Title: The Tale
Rating: TV-MA
Director: Jennifer Fox
Starring: Laura Dern, Elizabeth Debicki, Ellen Burstyn, Frances Conroy, Jason Ritter
Runtime: 1hr 54min
What It Is: In this autobiographical drama, documentarian and professor Jennifer Fox (Dern) finds herself irresistibly caught up in the past. By interviewing several figures she had been involved with as a child, Jennifer investigates and confronts events and the extent to which they truly traumatized her.
What We Think: Yes, this really happened to the real documentarian and directress Jennifer Fox. Her reflective picture stands out as a horrifyingly real story that understands the ins-and-outs of this sort of the subject, contemplating the effects on people suffering the relentlessness of abuse (over time and generations alike). This is an obviously personal film as it feels almost composed like a stream of consciousness of Jennifer’s as she attempts in calculating the reasons behind and consequences of her sexual abuse, at many points in the film imagining interviewing her abusers and herself as a girl. And—yes—the film is as graphic as it is in-depth. The successful delivery of a general sense of bitterness and regret aside, the film still has issues in which do impact the potency of the viewing experience. Though it’s a subject that can (and, frankly, most of the time will) speak for itself, the technical delivery as a whole was a tad rough and made it hard to pay attention all throughout.
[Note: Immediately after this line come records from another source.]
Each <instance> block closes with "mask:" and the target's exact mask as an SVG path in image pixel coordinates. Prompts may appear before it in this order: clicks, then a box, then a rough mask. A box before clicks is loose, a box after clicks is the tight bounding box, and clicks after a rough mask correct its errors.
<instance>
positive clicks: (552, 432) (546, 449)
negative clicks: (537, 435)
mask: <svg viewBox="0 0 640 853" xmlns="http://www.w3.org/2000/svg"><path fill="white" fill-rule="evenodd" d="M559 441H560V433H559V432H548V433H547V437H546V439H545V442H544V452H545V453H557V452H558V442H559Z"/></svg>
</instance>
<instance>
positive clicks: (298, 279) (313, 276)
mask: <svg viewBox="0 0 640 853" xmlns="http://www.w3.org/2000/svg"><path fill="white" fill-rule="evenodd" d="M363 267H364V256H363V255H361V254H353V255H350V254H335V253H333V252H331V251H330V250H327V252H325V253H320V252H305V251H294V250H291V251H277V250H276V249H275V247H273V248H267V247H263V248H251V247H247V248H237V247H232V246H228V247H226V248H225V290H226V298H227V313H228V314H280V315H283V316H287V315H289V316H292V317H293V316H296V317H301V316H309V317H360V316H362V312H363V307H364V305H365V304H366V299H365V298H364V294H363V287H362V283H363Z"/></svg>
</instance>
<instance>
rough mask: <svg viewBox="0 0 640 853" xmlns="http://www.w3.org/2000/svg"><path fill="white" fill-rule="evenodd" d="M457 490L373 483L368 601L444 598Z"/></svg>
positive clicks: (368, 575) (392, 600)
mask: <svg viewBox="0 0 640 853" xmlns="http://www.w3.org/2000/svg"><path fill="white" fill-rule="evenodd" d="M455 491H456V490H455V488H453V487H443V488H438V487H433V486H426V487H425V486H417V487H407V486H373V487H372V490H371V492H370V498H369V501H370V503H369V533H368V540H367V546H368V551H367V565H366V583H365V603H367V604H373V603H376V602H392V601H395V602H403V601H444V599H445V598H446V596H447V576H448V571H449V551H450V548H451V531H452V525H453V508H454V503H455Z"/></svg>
Our Grade: C, The story is here, but it tends to overstay its welcome a bit with dry visuals, occasionally dull writing, and what feels like too long a runtime. The performances are fine—Debicki is great, as usual—but there’s still something that’s missing from this film in order to make it memorable past the fact that it’s about something so horrible and isolating and real. To its credit, it serves, but as a film, it merely passes as it certainly feels fit for television.